Cette loi, dont les partis et les syndicats sont certes a priori exclus du champ d’application, peut néanmoins représenter un danger pour l’action syndicale des militants, délégués et représentants syndicaux. C’est la raison pour laquelle la FGTB et d’autres organisations ont très fortement critiqué cette loi en 2003.

Si la Centrale Générale Bruxelles - Vlaams Brabant condamne formellement les actes terroristes, elle appelle en même temps à une délimitation claire du champ d’application de la loi. Aucune confusion ne doit jamais être possible, au niveau de l’interprétation, entre ce qui relève de la contestation sociale sous toutes ses formes et ce qui relève de la réelle action terroriste.

Nous constatons que l’organisation “Greenpeace Nordic” au Danemark a été condamnée en juillet 2005 sur base de ces même “lois antiterroristes”. L’action de Greenpeace avait consisté à suspendre un calicot et à occuper temporairement un bâtiment ; il s’agissait donc d’une action classique et bien connue de l’opinion publique.

Nous soulignons qu’il s’agit là d’une évolution dangereuse, pouvant également criminaliser et faire condamner de manière lourde et disproportionnée des militants syndicaux ainsi que des militants appartenant aux partis politiques, aux ONG et au mouvement altermondialiste, de même que les nombreux autres qui s’engagent en faveur du progrès social et écologique, de la solidarité internationale ou des droits de l’Homme.

La FGTB a choisi la voie démocratique pour réaliser ses objectifs historiques. En tant que mouvement social ayant, avec les autres syndicats et d’autres organisations progressistes, accompli de grandes choses par le biais de la Loi (par exemple la loi sur la Sécurité sociale, la loi sur l’interdiction du travail des enfants, ou encore le suffrage universel pour les hommes et les femmes), nous mettons en garde avec insistance contre toute confusion induite par la loi entre la contestation sociale sous toutes ses formes et le terrorisme.

L’actualité judiciaire de notre pays, marquée d’une part par l’inculpation des trois altermondialistes liégeois, et d’autre part par la récente condamnation du Bruxellois Bahar Kimyongür, suscite chez nous plusieurs questions.

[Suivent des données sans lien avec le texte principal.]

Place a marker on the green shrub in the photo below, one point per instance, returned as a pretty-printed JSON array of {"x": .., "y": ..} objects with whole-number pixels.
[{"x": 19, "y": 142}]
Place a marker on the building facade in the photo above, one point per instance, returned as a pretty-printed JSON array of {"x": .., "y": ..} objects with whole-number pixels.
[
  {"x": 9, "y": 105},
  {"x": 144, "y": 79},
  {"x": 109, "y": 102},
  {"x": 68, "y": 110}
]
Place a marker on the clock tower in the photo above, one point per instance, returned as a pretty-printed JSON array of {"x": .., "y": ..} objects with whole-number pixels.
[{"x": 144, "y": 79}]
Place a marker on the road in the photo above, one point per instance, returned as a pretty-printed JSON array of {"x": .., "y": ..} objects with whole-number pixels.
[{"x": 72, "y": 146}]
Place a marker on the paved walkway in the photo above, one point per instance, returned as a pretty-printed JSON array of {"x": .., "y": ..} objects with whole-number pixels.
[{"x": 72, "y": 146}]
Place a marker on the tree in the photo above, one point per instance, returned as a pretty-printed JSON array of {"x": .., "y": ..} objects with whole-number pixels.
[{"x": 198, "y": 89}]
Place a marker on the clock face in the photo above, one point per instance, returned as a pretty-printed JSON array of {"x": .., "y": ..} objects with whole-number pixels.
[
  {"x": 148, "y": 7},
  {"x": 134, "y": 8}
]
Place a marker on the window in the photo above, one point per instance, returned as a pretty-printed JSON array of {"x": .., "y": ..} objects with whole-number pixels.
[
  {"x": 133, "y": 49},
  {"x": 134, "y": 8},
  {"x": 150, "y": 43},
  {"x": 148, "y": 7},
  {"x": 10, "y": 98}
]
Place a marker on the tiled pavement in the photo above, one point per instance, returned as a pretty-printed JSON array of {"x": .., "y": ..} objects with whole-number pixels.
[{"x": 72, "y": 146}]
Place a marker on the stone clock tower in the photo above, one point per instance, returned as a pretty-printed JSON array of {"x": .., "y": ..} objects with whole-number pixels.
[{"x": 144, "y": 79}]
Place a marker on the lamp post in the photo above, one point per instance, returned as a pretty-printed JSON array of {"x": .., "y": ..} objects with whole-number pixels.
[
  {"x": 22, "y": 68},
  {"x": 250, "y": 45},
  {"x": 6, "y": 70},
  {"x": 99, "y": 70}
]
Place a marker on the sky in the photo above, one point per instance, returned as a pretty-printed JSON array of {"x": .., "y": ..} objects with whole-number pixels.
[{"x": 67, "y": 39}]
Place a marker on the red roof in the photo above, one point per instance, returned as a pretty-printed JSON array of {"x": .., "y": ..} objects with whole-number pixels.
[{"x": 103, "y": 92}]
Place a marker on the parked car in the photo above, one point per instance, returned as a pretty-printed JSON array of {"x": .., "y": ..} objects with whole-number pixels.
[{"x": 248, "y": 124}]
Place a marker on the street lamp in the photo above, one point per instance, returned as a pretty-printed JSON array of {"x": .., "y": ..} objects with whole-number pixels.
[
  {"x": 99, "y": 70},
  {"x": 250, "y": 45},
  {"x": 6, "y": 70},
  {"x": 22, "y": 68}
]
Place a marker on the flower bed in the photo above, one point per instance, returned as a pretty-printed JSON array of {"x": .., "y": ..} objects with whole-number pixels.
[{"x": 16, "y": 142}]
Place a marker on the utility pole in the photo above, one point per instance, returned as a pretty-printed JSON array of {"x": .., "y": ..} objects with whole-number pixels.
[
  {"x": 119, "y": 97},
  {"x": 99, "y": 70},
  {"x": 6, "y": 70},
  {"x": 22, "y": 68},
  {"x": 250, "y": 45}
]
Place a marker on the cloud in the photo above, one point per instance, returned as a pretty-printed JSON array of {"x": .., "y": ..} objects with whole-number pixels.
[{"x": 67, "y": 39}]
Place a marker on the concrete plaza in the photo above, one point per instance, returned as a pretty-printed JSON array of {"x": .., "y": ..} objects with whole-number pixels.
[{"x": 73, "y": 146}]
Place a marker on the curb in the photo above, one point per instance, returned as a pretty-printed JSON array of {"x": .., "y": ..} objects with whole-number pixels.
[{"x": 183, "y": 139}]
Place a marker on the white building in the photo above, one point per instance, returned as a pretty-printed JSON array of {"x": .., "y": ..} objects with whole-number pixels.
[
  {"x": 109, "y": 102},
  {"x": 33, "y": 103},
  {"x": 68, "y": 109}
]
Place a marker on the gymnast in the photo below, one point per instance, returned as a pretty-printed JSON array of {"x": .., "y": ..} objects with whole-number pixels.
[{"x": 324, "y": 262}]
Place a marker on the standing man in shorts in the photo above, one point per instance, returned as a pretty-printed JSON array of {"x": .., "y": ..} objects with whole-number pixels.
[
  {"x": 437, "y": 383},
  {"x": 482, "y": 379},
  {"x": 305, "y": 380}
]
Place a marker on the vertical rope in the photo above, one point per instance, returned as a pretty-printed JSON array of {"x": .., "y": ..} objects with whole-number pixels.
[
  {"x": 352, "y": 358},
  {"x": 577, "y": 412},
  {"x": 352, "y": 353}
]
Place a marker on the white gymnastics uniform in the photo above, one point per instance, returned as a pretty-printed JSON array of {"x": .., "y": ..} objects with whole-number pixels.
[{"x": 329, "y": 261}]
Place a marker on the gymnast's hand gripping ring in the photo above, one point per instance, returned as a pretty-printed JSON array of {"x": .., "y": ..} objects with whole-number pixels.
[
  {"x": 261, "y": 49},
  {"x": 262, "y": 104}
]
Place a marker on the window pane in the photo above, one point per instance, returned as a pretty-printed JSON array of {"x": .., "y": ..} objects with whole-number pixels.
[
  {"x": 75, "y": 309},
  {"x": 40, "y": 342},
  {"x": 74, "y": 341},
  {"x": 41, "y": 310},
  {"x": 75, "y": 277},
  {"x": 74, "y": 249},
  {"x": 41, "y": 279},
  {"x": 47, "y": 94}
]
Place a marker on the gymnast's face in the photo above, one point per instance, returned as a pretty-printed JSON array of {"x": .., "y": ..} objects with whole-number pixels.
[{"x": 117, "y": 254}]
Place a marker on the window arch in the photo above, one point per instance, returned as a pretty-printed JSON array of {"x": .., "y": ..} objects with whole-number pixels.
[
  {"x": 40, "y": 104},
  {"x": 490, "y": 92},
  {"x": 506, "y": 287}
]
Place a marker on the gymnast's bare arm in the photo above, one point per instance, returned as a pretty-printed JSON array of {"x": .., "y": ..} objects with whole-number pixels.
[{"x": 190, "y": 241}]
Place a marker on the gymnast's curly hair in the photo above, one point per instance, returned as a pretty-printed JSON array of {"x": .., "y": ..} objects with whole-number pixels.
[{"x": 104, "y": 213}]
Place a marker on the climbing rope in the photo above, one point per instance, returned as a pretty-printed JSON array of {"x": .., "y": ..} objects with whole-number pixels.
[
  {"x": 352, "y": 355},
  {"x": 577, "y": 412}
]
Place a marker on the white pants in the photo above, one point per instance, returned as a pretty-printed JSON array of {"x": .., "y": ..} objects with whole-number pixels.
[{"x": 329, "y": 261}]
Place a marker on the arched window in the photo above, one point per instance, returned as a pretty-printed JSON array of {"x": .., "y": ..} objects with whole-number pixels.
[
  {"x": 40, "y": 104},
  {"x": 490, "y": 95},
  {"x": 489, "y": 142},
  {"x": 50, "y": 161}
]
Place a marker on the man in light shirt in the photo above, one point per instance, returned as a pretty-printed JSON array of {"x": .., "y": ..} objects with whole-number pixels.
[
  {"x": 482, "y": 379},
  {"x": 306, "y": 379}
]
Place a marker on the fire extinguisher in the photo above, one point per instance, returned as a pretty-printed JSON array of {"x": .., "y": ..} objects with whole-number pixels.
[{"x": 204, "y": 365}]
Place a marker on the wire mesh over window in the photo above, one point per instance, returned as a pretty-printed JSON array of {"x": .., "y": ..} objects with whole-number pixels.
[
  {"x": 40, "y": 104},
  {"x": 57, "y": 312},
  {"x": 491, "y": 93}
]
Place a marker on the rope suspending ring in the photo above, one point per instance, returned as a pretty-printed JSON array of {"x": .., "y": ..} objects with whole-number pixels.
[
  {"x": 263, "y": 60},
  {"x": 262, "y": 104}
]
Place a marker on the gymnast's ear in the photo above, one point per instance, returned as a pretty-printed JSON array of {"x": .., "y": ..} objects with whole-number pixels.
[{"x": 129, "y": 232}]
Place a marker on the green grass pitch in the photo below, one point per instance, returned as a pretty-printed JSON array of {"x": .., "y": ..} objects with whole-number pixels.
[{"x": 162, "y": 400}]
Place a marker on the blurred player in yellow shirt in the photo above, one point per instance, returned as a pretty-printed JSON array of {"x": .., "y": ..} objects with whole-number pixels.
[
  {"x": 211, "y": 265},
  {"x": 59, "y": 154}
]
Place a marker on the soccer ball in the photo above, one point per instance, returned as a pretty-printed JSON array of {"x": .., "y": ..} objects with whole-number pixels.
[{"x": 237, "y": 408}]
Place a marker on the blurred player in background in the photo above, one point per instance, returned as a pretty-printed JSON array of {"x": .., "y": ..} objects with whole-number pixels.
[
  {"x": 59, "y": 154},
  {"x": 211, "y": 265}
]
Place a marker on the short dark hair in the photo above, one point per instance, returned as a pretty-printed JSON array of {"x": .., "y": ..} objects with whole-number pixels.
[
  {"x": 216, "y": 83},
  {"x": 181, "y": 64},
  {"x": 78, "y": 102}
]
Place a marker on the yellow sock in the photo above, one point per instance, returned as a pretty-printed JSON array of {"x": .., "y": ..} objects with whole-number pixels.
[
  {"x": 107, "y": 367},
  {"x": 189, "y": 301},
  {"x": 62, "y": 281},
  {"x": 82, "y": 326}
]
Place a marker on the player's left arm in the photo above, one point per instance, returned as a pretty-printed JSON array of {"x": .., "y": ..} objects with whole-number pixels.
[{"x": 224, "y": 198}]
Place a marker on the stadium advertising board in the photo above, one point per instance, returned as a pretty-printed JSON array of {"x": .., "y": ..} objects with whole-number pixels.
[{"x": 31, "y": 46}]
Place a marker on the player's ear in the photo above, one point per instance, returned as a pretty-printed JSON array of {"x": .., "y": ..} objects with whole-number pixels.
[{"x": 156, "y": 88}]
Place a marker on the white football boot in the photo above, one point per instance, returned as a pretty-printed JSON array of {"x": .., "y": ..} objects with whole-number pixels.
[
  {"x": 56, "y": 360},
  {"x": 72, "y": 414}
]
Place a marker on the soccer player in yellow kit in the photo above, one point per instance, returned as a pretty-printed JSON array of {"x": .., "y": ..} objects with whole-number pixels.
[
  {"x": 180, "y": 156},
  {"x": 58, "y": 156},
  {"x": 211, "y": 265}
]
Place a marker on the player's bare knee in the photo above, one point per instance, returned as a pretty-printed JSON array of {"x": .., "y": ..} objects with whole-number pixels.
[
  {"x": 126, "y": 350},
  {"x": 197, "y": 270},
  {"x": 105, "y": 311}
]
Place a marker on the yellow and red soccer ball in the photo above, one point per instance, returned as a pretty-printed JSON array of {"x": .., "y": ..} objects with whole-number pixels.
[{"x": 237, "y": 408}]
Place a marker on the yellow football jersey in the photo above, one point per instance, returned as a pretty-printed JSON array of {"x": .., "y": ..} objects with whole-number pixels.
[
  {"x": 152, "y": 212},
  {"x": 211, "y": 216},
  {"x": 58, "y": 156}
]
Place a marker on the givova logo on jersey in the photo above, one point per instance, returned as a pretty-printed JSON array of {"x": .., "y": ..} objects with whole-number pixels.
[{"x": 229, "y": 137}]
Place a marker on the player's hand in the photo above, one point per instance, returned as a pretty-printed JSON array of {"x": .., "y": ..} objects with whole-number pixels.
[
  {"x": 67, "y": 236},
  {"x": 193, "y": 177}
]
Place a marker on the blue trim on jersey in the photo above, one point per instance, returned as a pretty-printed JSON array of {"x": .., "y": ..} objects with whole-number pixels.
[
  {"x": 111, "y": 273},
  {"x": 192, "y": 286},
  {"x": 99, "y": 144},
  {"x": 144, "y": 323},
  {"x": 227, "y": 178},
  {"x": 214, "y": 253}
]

Dans le cas de ces personnes, on a l’impression qu’elles sont poursuivies ou condamnées dans le cadre de la loi antiterroriste, mais que les actes dont ils doivent rendre compte à la société ne sont d’aucune manière violents, et encore moins terroristes. Il s’agit au contraire, dans les deux cas, d’actions non violentes de militants. Si des infractions doivent être constatées par la Justice, il nous semble donc qu’elles relèvent plutôt du droit commun.

La Centrale Générale Bruxelles - Vlaams Brabant, à l’instar des organisations de défense des droits de l’Homme, exhorte en outre le Gouvernement à respecter les droits de l’Homme dans les prisons du Royaume, et ce pour tous les détenus.

Ni la Belgique, ni l’Union européenne ne peuvent prendre à leur compte et appliquer à la légère les restrictions aux libertés imposées par les Etats-Unis au lendemain des événements atroces du 11 septembre 2001. La protection des libertés est une dimension essentielle de l’Etat de droit et une mission fondamentale du syndicat.